Molla Sadra'nın Asalet-i Varlık teorisi, önceki düşünürler gibi İbn-i Sina ve onun takipçilerinin de dile getirdiği bir konseptte yer alsa da, Hikmet-i Mütealiye'de bu konunun üzerinde farklı yaklaşımlarla durulması ve birçok felsefi ve kelami problemin çözümünde yol gösterici olması eşi benzeri görülmemiş bir yeniliktir. Bu doğrultuda Molla Sadra’nın Hareket-i Cevherî (Cevhersel Hareket) teorisinin önemine de değinmekte fayda var.
Hikmet-i Mütealiye, Hint felsefi akımlarında da açık bir etki göstermiştir. Örneğin, Şah Abdul Kadir Orenkabadi, Şah Abdul Aziz Dehlavi gibi isimler, Molla Sadra'nın çalışmalarını ve fikirlerini yorumlayarak, şerhler ve eleştiriler yazarak onun düşünce ekolünün yayılmasında ve tanıtılmasında önemli bir rol oynamışlardır. Ayrıca, Henri Corbin, Toshihiko Izutsu ve Seyyid Hüseyin Nasr gibi araştırmacıların çabaları sayesinde Molla Sadra ve ekolü Batılı ve diğer toplumlarda tanıtılmıştır. Bugün Arap ülkeleri, Türkiye, Endonezya ve Malezya gibi çeşitli İslam dünyası ülkelerinde, Hikmet-i Mütealiye ve Molla Sadra'nın eserlerine ilgi duyan geniş akademik çevreler bulunmaktadır.

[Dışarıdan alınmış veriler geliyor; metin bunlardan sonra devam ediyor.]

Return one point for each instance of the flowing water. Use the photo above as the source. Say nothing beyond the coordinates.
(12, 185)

İslam felsefesi genel özellikleriyle insanlık düşünce tarihinde göz ardı edilemez derin izler bırakmış felsefi bir gelenek olarak dünya genelinde birçok akademik çalışmanın konusu olmaya devam ediyor. Varlığını koruyan bu geleneği günümüz dünyasındaki temsilcileri geliştirmeye devam etmektedir.